I'm kind of experiencing this right now myself. My wife and I have been friends with another couple for many years. We all met when we were in college, but over the last two years or so, things have been slowly dying off. It's not that anyone has done anything wrong, here. It's just a combination of those no-fault factors.

When we first met, all of us were in the same boat in terms of life situations and job situations... scraping by, not making much money, and being young.

Fast-forward about ten years. My wife and I both finished college, and we both did graduate work. We now have jobs that pay us well in careers we enjoy. We're not rich, but we can live comfortably while saving lots of money, exploring new restaurants and places to see in our city, going on vacations several times a year, and having the money for anything we need. We're fairly healthy, too, thanks to having the time and the money to exercise, eat well, and see our doctors regularly.
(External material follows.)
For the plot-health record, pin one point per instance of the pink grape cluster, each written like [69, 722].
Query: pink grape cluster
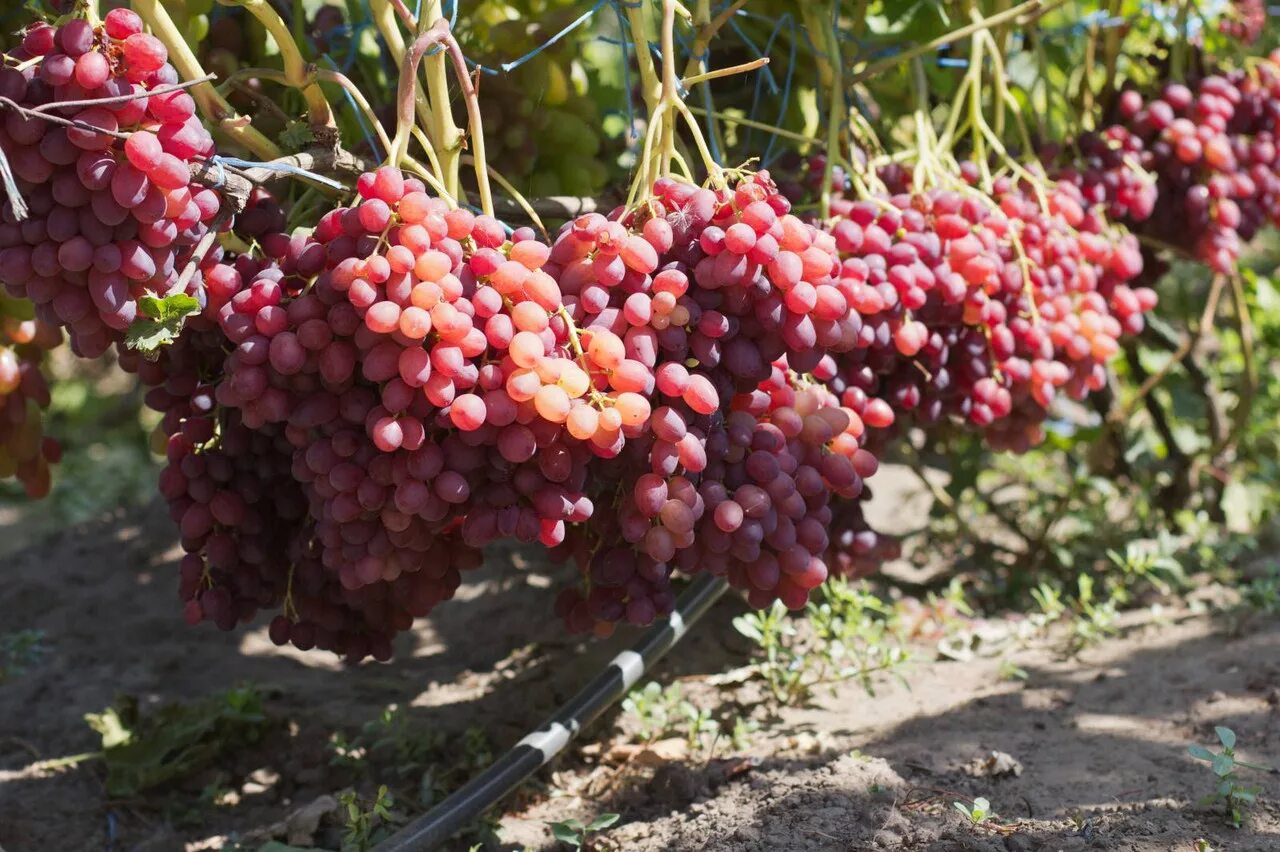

My friend dropped out of college after a couple of years, and his wife left after one. They got caught up in service jobs and have never been able to get out of the cycle... to get better jobs, they need to go back to school, and to go back to school, they need to cut back on their service jobs, or miraculously find better-paying ones that probably don't exist. It's a challenging situation for them and every month is a struggle to get by. Their health is pretty awful, and thanks to poor insurance (or no insurance), they both have some serious challenges that have not been treated properly.

Because of these changes, we don't have a lot in common, and when we do talk about our lives, it gets awkward fast. The big questions in my life and my wife's life at the moment are "where should we go on vacation this year, can we bump up the percentage we're saving, where should we buy our new house, what new car should we get, which half-marathons should we run this summer." The big questions for the other couple, based on what I hear from them, are "can we make rent this month, am I going to be able to get a full-time job, what can I do to get my back to stop killing me, how am I going to find the money to fix the car so I can stop taking the bus." It's awkward to talk to them about a cool new restaurant I found that is something they probably can't afford. It feels awful talking to them about the new TV I just bought after our old one died, and that I paid cash for as I was fortunate enough to have plenty of money saved.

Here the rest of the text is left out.